MONROEVILLE, Ala.— In the small Alabama town author Harper Lee made famous with “To Kill a Mockingbird,” the Southern classic novel can be seen and felt everywhere.

Signs in Monroeville are decorated with mockingbirds. The old courthouse, a model for the movie version of the book, is now a museum that sells souvenirs including coffee cups, aprons and Christmas ornaments. A statue in the town square and a mural decorating the side of a building depict characters who inhabited a fictional version of the town Lee called “Maycomb, Alabama.”

So when it was announced Tuesday that Lee had written a second novel to be released this summer, Monroeville residents and visitors alike were pleased and excited — but they were also perplexed.

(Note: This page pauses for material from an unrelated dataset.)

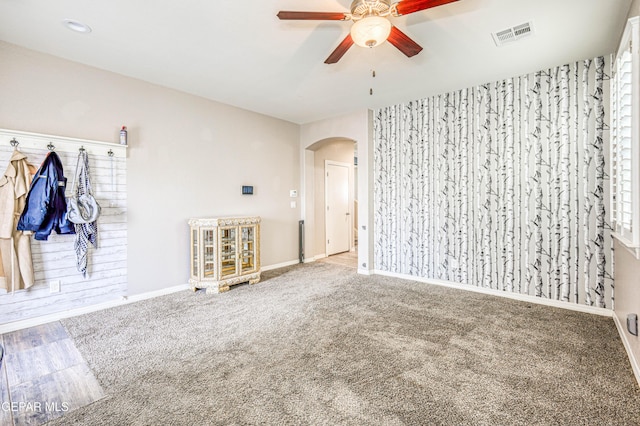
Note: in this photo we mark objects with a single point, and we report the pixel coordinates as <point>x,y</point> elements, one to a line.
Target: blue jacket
<point>46,206</point>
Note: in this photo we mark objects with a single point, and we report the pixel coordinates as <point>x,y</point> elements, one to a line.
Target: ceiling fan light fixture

The first book centered on small-town attorney Atticus Finch, his children Scout and Jem, and racial injustice in the Jim Crow South. The new book, “Go Set a Watchman,” is described as a sequel that Lee actually wrote in the 1950s before “To Kill a Mockingbird.”

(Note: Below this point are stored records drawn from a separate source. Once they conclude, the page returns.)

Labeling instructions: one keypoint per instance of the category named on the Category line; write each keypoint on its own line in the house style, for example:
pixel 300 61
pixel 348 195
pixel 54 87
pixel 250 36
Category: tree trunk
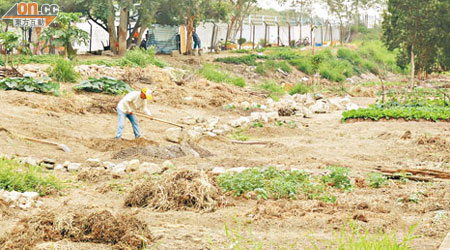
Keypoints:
pixel 137 25
pixel 123 23
pixel 190 26
pixel 141 34
pixel 112 28
pixel 413 65
pixel 230 29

“I was really surprised,” said Jillian Schultz, 28, who owns a business in the town square. “You know there’s a lot of controversy about whether Harper Lee actually wrote the (first) book. There’s been so many years in between, and you have to wonder, ‘How did somebody forget about a book?’”

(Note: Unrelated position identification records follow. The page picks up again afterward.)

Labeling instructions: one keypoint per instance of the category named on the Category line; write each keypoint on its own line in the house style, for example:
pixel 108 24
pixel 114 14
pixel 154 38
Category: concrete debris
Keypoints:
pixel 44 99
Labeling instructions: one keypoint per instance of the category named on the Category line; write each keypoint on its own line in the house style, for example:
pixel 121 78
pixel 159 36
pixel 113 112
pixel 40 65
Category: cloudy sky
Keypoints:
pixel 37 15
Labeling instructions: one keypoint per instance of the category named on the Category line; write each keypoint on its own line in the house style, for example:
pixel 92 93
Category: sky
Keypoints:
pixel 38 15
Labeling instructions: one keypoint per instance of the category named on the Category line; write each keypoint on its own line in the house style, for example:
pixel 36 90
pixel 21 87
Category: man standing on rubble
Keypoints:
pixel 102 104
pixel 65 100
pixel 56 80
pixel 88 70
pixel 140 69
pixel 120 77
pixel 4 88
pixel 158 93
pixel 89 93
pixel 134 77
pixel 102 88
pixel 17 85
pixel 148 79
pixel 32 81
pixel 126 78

Located halfway between Montgomery and Mobile, Monroeville calls itself the “Literary Capital of Alabama,” a designation bestowed by the state Legislature in the late 1990s. Besides Lee, the city was home to novelist Truman Capote and Pulitzer Prize-winning editorialist Cynthia Tucker.

For years, the town of 6,300 was known as the home of a huge Vanity Fair mill and outlet, but the factory shut down nearly 20 years ago. That left Monroeville with “Mockingbird” and its literary heritage to attract visitors off the nearest highway, Interstate 65, about 25 miles away.

The nonprofit Monroe County Heritage Museum opens the old courthouse to visitors and features a display about Lee’s life in her own words. Fans can sit in the courtroom balcony depicted in the Academy Award-winning screen version of the book.

Area residents put on a play based on the book each spring, holding the first act of sold-out performances on the courthouse lawn, then taking patrons inside for the climactic courtroom scenes. While visitors are few in shops right now, they’ll return once winter is over.

“It will be busy again during the play,” Schultz said.

Visitors likely won’t see the 88-year-old Lee, who lived in New York for years but now resides in an assisted living center not far from where she grew up. A longtime friend said she is deaf, blind and in poor health, spending much of her time in a wheelchair. She was last seen publicly in November at the funeral of her older sister, Alice Lee, who long represented the author and was known for being protective of her.

Harper publisher Jonathan Burnham acknowledged Tuesday that the publisher has had no direct conversations about the new book with Harper Lee, but communicated through her Monroeville attorney, Tonja Carter, and literary agent Andrew Nurnburg.

The publisher says Carter came upon the manuscript at a “secure location where it had been affixed to an original typescript of ‘To Kill a Mockingbird.’”

Burnham said during a telephone interview that he had known both Carter and Nurnburg for years and was “completely confident” Lee was fully involved in the decision to release the book.

“We’ve had a great deal of communication with Andrew and Tonja,” said Burnham, adding that Nurnburg had met with her recently and found her “feisty and in very fine spirits.”

Some “Mockingbird” fans encountered in Monroeville on Tuesday said they are excited by the news of a new book.

“I bet it’s going to be great. The first one was,” said Judy Turberville, of nearby Frisco City. Turberville said she can’t wait to read “Go Set a Watchman,” which publisher Harper said will be released July 14.

Ginger Brookover, who lives in West Virginia, is among the tourists who have been lured to Monroeville by “Mockingbird.” In the middle of her second trip to town when the publisher announced Lee’s new novel, Brookover got goose bumps.

“I’m just absolutely shaking,” she said.

Worldwide sales of “To Kill A Mockingbird” have topped 40 million copies since its release in July 1960. Although occasionally banned over the years because of its language and racial themes, “To Kill a Mockingbird” has become a standard for reading clubs and middle and high schools.